The Michelin Guide has cut the number of Tokyo restaurants with its top rank by one, reducing the city's three-star winners for the second year in a row.

Tempura restaurant 7chome Kyoboshi was removed from the list, leaving 14 three-star restaurants in the Tokyo area, which includes Yokohama and the Shonan area, the France-based publisher said Tuesday.

The Tokyo area, which had 17 three-star establishments in the 2012 list and 15 in the 2013, still has more top-ranked restaurants than any other city covered by Michelin. Paris is second with 10 and New York has seven, based on previously published guides. The French volume has traditionally been the last to appear each year, usually in February.

The guide's goal is to "communicate to many people the greatness of gastronomy," Bernard Delmas, president of Nihon Michelin Tire Co., said Tuesday at a ceremony in Tokyo to unveil the 2014 area guide.
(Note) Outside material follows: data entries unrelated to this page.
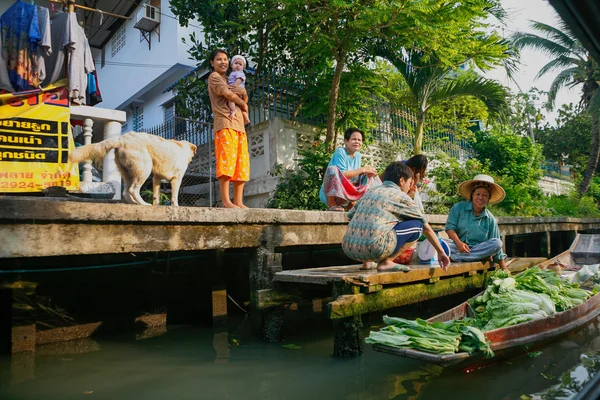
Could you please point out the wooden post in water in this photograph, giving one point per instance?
(346, 342)
(18, 307)
(268, 322)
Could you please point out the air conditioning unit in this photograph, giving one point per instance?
(147, 18)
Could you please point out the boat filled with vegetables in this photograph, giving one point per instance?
(511, 315)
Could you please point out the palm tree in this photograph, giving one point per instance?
(431, 83)
(576, 67)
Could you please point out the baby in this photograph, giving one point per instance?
(237, 78)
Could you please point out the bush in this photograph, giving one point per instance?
(446, 175)
(299, 189)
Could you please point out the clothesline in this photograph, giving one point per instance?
(37, 50)
(72, 4)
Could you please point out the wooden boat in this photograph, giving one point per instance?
(519, 338)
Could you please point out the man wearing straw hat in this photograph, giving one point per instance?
(471, 227)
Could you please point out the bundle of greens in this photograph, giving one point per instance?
(516, 306)
(437, 337)
(531, 295)
(564, 295)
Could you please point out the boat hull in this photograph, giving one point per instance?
(522, 337)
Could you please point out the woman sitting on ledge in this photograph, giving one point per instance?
(471, 227)
(345, 180)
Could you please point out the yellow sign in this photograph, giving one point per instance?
(35, 140)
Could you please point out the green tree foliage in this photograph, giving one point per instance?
(314, 35)
(299, 189)
(431, 84)
(516, 161)
(568, 142)
(447, 174)
(512, 160)
(575, 68)
(459, 114)
(526, 113)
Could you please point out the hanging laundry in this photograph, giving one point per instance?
(5, 85)
(93, 91)
(20, 35)
(45, 45)
(71, 46)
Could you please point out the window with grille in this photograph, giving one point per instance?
(174, 126)
(138, 119)
(169, 109)
(118, 41)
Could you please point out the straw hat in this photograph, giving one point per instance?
(238, 57)
(496, 192)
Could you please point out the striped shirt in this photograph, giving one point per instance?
(370, 235)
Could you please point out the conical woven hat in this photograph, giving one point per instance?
(496, 192)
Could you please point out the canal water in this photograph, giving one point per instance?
(228, 363)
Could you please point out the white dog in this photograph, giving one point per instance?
(136, 155)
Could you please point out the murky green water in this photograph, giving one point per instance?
(226, 363)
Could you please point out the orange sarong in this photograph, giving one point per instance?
(231, 153)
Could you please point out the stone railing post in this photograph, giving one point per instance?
(110, 172)
(112, 120)
(88, 124)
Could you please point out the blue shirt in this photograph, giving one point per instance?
(472, 229)
(344, 162)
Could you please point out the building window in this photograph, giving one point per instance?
(138, 119)
(169, 111)
(118, 41)
(174, 126)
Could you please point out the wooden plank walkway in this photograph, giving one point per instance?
(419, 272)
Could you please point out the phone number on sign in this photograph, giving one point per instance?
(31, 185)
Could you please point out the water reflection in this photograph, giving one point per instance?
(194, 363)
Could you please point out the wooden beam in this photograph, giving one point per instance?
(357, 304)
(267, 298)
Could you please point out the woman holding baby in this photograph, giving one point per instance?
(231, 143)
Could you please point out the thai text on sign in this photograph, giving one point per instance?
(35, 140)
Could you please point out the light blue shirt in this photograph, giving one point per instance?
(472, 229)
(344, 162)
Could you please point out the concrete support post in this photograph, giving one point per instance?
(88, 123)
(346, 340)
(266, 323)
(110, 172)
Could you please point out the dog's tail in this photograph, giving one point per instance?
(95, 151)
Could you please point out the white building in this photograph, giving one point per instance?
(137, 59)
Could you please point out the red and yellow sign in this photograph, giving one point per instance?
(35, 140)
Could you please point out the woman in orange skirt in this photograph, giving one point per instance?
(231, 143)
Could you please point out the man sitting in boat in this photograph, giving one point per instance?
(386, 221)
(471, 227)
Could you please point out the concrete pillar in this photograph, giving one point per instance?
(110, 173)
(88, 123)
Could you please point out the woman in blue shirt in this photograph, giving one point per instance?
(346, 180)
(471, 227)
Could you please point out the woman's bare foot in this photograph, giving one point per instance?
(368, 265)
(389, 265)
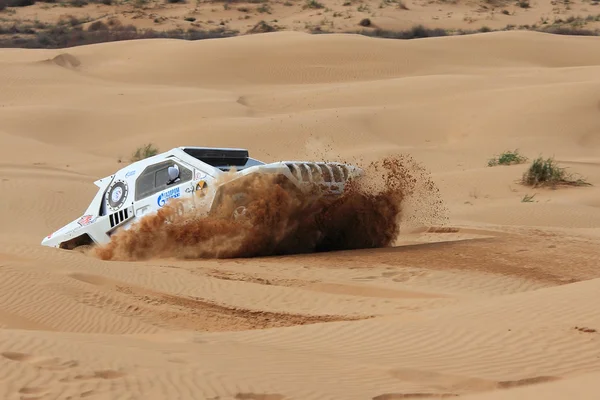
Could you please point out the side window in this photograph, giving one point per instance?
(155, 177)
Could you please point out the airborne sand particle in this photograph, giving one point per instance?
(282, 220)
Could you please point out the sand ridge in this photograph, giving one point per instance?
(498, 302)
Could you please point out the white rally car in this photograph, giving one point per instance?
(145, 186)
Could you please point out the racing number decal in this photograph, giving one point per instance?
(200, 186)
(117, 194)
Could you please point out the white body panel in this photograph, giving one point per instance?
(144, 187)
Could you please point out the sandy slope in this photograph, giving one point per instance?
(506, 299)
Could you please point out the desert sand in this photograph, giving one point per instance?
(500, 304)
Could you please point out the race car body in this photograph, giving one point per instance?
(146, 186)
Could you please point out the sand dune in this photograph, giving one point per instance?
(502, 305)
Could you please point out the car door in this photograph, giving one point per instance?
(153, 189)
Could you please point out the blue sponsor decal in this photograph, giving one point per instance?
(169, 194)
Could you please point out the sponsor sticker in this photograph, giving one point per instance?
(169, 194)
(86, 220)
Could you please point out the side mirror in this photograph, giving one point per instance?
(173, 173)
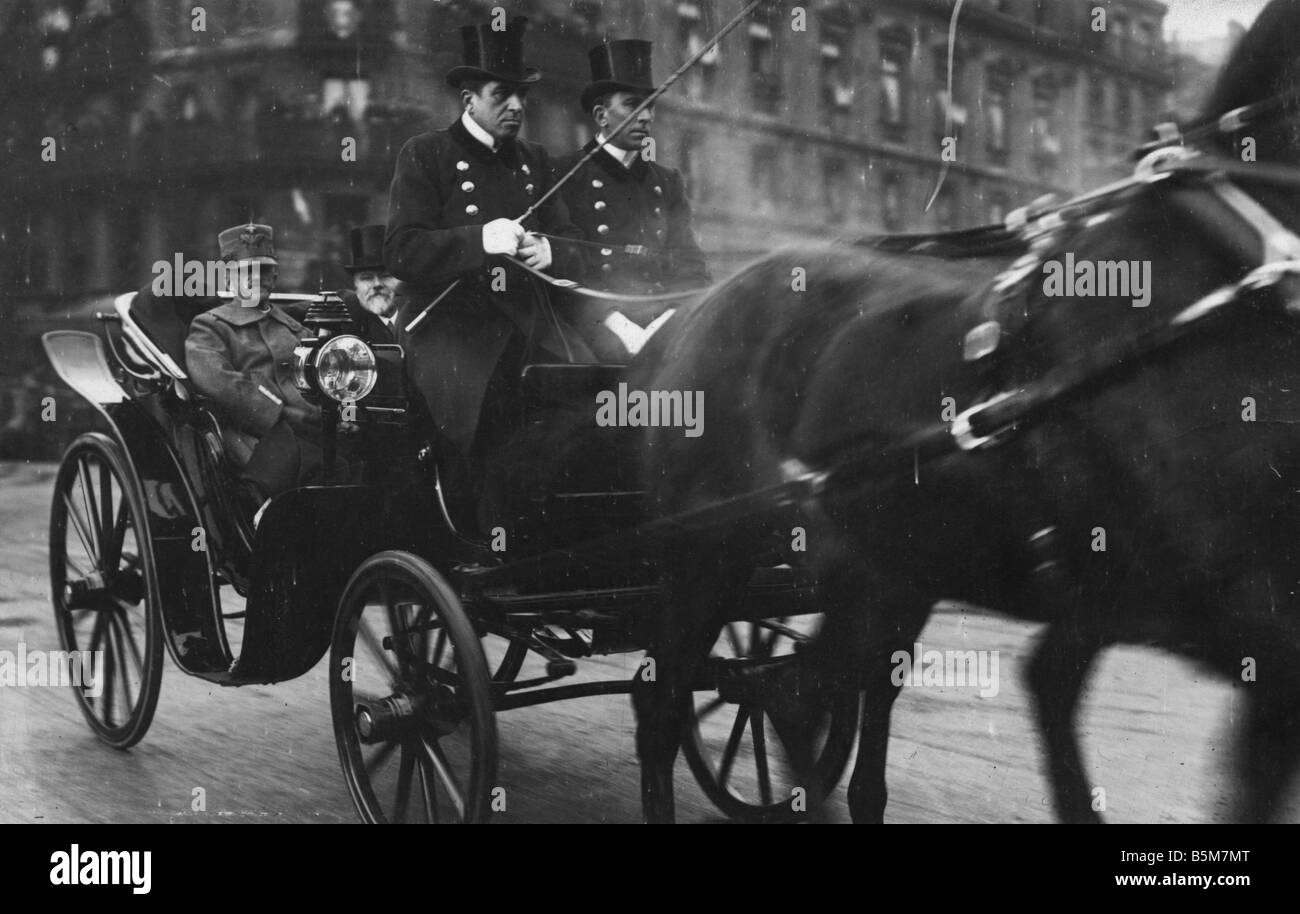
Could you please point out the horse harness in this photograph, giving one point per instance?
(1006, 308)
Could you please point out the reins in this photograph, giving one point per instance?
(991, 421)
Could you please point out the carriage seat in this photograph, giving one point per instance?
(156, 328)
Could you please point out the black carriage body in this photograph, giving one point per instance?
(304, 549)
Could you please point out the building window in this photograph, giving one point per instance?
(836, 79)
(891, 202)
(125, 242)
(250, 16)
(766, 180)
(1045, 128)
(1119, 35)
(1123, 108)
(999, 206)
(765, 69)
(835, 190)
(1151, 108)
(694, 22)
(895, 59)
(1096, 99)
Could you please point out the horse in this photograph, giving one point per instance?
(1147, 497)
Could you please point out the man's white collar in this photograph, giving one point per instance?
(624, 156)
(479, 133)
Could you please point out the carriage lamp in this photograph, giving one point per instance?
(333, 360)
(342, 367)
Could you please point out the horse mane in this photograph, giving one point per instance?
(1266, 61)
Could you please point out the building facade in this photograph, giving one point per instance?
(170, 118)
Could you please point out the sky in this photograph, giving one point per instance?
(1194, 20)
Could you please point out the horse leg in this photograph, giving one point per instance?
(696, 594)
(867, 789)
(1056, 675)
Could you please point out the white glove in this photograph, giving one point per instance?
(659, 321)
(502, 235)
(632, 336)
(536, 251)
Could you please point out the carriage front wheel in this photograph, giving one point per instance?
(104, 590)
(731, 744)
(410, 697)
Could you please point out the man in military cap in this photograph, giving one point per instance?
(628, 203)
(454, 206)
(239, 355)
(373, 300)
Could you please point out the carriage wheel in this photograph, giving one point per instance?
(731, 744)
(511, 661)
(410, 696)
(104, 589)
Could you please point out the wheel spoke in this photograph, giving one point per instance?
(732, 745)
(438, 646)
(733, 636)
(765, 780)
(115, 626)
(404, 771)
(109, 674)
(98, 633)
(378, 758)
(81, 529)
(363, 628)
(709, 707)
(68, 561)
(105, 499)
(428, 789)
(449, 780)
(89, 502)
(117, 538)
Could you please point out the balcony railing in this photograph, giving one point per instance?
(94, 155)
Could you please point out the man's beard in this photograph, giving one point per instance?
(381, 303)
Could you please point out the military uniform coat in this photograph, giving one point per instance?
(645, 206)
(446, 186)
(242, 359)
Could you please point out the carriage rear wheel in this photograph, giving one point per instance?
(104, 590)
(410, 697)
(732, 744)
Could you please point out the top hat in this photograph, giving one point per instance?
(619, 66)
(494, 55)
(367, 243)
(248, 242)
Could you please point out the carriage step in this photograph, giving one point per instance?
(560, 668)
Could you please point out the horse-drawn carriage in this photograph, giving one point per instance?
(430, 627)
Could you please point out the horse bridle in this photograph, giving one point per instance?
(989, 421)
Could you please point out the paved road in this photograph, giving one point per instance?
(1156, 730)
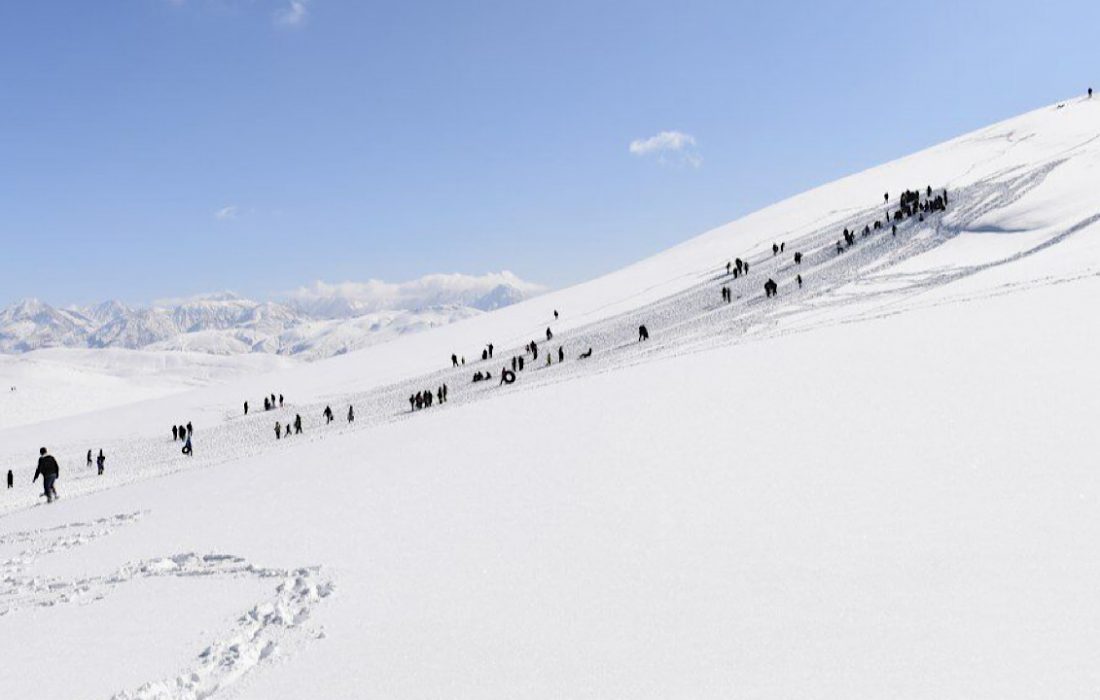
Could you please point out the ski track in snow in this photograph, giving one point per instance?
(257, 636)
(686, 321)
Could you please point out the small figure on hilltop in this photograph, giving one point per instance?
(50, 471)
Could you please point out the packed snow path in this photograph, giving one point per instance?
(859, 283)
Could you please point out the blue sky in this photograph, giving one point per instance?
(162, 148)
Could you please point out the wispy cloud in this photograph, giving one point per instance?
(227, 212)
(294, 14)
(669, 148)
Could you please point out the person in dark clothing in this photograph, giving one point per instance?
(50, 471)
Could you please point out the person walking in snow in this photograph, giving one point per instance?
(50, 471)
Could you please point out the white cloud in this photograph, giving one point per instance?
(669, 146)
(293, 14)
(230, 211)
(484, 292)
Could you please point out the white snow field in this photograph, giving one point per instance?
(881, 484)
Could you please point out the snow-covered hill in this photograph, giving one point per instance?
(877, 483)
(356, 315)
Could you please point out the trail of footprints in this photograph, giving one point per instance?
(256, 637)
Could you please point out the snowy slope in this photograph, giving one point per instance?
(877, 485)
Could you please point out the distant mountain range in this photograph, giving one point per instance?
(311, 323)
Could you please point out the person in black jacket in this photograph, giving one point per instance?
(50, 471)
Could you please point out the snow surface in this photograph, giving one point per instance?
(878, 485)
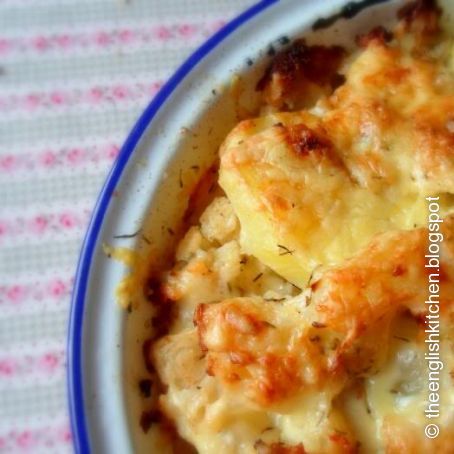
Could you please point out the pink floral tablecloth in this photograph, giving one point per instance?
(74, 76)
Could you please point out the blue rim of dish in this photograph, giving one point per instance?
(75, 329)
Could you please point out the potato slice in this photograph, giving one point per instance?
(311, 189)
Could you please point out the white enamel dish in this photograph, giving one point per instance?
(181, 128)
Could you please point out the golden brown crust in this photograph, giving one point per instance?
(287, 80)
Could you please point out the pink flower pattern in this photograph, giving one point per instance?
(35, 363)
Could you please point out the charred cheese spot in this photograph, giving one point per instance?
(299, 72)
(331, 200)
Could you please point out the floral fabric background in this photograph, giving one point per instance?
(74, 76)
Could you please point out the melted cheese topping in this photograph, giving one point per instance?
(312, 189)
7chome Kyoboshi, located in Ginza, has been reduced to two stars. Delmas declined comment on the lower rating and said "stability" can be among the hardest things to maintain for restaurants.

Quintessence, a three-star French restaurants in Tokyo, was awarded three stars for the seventh time.

"To French chefs, three stars is a dream everybody dreams of," said Shuzo Kishida, chef at Quintessence. "We have to try our best for whoever comes to our restaurant. It's getting harder and harder every year" to get three stars.

Michelin gave three stars to 28 restaurants in Japan, including in Kyoto and Osaka, in the 2014 edition.